Continual Learning with Deep Generative Replay (1705.08690v3)

Abstract: Attempts to train a comprehensive artificial intelligence capable of solving multiple tasks have been impeded by a chronic problem called catastrophic forgetting. Although simply replaying all previous data alleviates the problem, it requires large memory and even worse, often infeasible in real world applications where the access to past data is limited. Inspired by the generative nature of hippocampus as a short-term memory system in primate brain, we propose the Deep Generative Replay, a novel framework with a cooperative dual model architecture consisting of a deep generative model ("generator") and a task solving model ("solver"). With only these two models, training data for previous tasks can easily be sampled and interleaved with those for a new task. We test our methods in several sequential learning settings involving image classification tasks.

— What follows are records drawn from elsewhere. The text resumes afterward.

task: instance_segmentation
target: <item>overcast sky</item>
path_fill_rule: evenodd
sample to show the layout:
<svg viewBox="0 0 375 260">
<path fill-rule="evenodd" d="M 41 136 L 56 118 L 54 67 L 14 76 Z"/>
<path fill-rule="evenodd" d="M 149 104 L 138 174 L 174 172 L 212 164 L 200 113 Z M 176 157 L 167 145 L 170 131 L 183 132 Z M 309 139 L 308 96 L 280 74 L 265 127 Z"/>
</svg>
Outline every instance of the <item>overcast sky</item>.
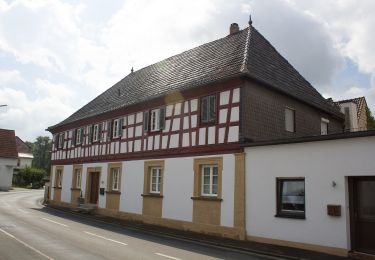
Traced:
<svg viewBox="0 0 375 260">
<path fill-rule="evenodd" d="M 0 128 L 23 140 L 134 67 L 253 25 L 325 97 L 375 111 L 373 0 L 0 0 Z"/>
</svg>

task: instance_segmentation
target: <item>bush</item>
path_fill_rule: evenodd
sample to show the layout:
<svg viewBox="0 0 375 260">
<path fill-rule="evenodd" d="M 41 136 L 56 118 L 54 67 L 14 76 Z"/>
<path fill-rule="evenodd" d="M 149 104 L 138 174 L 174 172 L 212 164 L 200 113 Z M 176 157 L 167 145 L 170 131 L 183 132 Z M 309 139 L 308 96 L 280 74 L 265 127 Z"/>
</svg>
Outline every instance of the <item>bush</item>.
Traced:
<svg viewBox="0 0 375 260">
<path fill-rule="evenodd" d="M 13 175 L 13 185 L 18 187 L 26 187 L 39 189 L 43 186 L 43 178 L 46 176 L 44 169 L 26 167 L 20 169 L 17 174 Z"/>
</svg>

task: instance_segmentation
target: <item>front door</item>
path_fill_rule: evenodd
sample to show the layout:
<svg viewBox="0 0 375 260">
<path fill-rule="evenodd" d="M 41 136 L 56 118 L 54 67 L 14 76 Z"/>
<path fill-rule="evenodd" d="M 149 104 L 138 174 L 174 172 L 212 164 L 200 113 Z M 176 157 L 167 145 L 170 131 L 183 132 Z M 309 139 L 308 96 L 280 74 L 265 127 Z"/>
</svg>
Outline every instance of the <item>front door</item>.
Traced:
<svg viewBox="0 0 375 260">
<path fill-rule="evenodd" d="M 90 196 L 89 202 L 96 204 L 98 202 L 99 195 L 99 172 L 90 173 Z"/>
<path fill-rule="evenodd" d="M 375 254 L 375 176 L 352 178 L 350 184 L 352 248 Z"/>
</svg>

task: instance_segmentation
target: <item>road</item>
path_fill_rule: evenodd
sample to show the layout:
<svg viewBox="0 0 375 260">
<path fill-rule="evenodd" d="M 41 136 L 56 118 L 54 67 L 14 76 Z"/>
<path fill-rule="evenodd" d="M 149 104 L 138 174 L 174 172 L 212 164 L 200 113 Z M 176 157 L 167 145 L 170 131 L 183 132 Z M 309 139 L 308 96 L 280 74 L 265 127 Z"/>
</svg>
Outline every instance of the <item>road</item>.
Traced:
<svg viewBox="0 0 375 260">
<path fill-rule="evenodd" d="M 82 218 L 42 196 L 0 192 L 0 259 L 270 259 Z"/>
</svg>

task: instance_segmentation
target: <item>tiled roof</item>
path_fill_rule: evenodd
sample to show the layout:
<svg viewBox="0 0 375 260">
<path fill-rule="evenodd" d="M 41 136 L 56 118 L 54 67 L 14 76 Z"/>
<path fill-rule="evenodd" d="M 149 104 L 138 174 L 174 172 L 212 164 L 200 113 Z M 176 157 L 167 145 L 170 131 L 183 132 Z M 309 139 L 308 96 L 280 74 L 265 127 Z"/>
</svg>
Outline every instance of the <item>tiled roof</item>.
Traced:
<svg viewBox="0 0 375 260">
<path fill-rule="evenodd" d="M 14 130 L 0 129 L 0 157 L 18 157 Z"/>
<path fill-rule="evenodd" d="M 32 154 L 31 148 L 25 144 L 21 138 L 16 136 L 16 145 L 17 145 L 17 152 L 23 154 Z"/>
<path fill-rule="evenodd" d="M 352 99 L 345 99 L 345 100 L 339 100 L 336 101 L 336 104 L 344 104 L 344 103 L 355 103 L 357 106 L 357 118 L 361 116 L 362 109 L 365 109 L 367 106 L 366 98 L 365 97 L 358 97 L 358 98 L 352 98 Z"/>
<path fill-rule="evenodd" d="M 249 76 L 327 113 L 343 117 L 252 26 L 130 73 L 49 130 L 145 102 L 175 90 Z"/>
</svg>

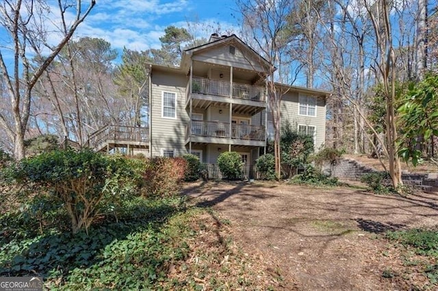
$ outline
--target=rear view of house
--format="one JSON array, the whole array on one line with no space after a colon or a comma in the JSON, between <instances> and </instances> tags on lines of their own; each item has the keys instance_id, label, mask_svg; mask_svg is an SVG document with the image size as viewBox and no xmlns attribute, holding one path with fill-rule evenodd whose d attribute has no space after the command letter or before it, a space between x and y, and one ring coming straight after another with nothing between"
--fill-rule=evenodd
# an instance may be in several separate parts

Continual Learning with Deep Generative Replay

Continual learning in artificial neural networks aims at incrementally acquiring new skills while retaining previously learned knowledge. The challenge of "catastrophic forgetting," where the model's performance on prior tasks rapidly degrades upon learning new tasks, persists as a significant barrier in enhancing the capability of deep neural networks in solving diverse tasks. Generative Replay (GR), drawing inspiration from the brain's complementary learning systems (CLS) theory, proposes a dual-model architecture involving a generative model and a task-solving model to tackle this problem.

Main Contributions

The paper introduces Deep Generative Replay (DGR), a holistic framework integrating a generator (a deep generative model) and a solver (a task-solving model). The generator synthesizes pseudo-samples that resemble old task data, allowing seamless integration and rehearsal with new data. Key contributions and empirical findings outlined in the paper include:

1. Generative Replay Mechanism: Leveraging generative adversarial networks (GANs), the framework periodically "replays" synthesized data from prior tasks. This mitigates the need for extensive memory storage of past data, addressing both ethical and technical constraints.
2. Solver Training: As the solver encounters new tasks, it is concurrently exposed to pseudo-samples generated by the GAN. This interleaved training enables the solver to maintain and build upon its existing knowledge base without catastrophic forgetting.
3. Empirical Evaluations: The framework's efficacy was tested across various sequential learning settings involving image classification tasks. Metrics reported showcased substantial retention of performance on previous tasks, substantially outperforming naive sequential training methodologies.

Theoretical Underpinnings and Related Work

Drawing inspiration from biological neural systems, specifically the interplay between the hippocampus and neocortex in CLS theory, the proposed framework ensures that memory consolidation-like mechanisms are mirrored in artificial systems. Previous approaches predominantly involved:

• Regularization Techniques: Methods such as Elastic Weight Consolidation (EWC) aim to preserve critical weights through weight-specific penalties during new training endeavors.
• Memory-Augmenting Networks: Architectures leveraging episodic memory systems to replay stored samples regularly. Learning without Forgetting (LwF), for instance, minimizes parameter alterations during new task acquisition but imposes significant limitations in neural architecture adaptability.
• Pseudorehearsal Techniques: Models employing pseudo-inputs to mitigate the necessity of original data also faced scalability issues in representing high-dimensional inputs. The proposed GR-based approach overcomes this limitation by synthesizing data mirroring actual high-dimensional distributions using GANs.

Experimental Highlights

Learning Independent Tasks:

GR significantly mitigates catastrophic forgetting when training on independent tasks, exemplified by experiments on permuted MNIST datasets. Solver performance, routinely interleaved with generative pseudo-replay, retained high accuracy on earlier tasks, while a naive approach led to immediate performance attrition.

Domain Transfer Learning:

The GR framework's flexibility was demonstrated by training on datasets spanning different domains (MNIST and SVHN). The solver trained with generative replay maintained higher accuracy in both domains compared to models trained naively or with random noise replay.

Incremental Class Learning:

When tasked with learning disjoint subsets of MNIST, the GR-enabled solver substantially outperformed others by effectively integrating knowledge across subsequent tasks. Here, the GAN's role in pseudo-sample generation was pivotal in maintaining balanced performance across all learned classes.

Implications and Future Directions

The implications of Deep Generative Replay extend beyond image classification, suggesting broader applicability across reinforcement learning and other AI domains requiring incremental learning. The fidelity of the generator crucially dictates solver performance, stressing the need for ongoing advancements in generative model capabilities.

Future research must evaluate larger-scale applications and explore integrative frameworks combining DGR with regularization-based approaches or dynamic network architectures for holistic continual learning solutions. The potential to extend DGR to complex, multimodal tasks presents an exciting frontier for enhancing AI systems' adaptability and robustness.

In summary, the introduction of Deep Generative Replay offers a promising pathway in overcoming catastrophic forgetting, leveraging generative models to sustain continuous learning without the constraints of extensive memory demands. The paper's empirical results underscore DGR's potential in revolutionizing the domain of continual learning.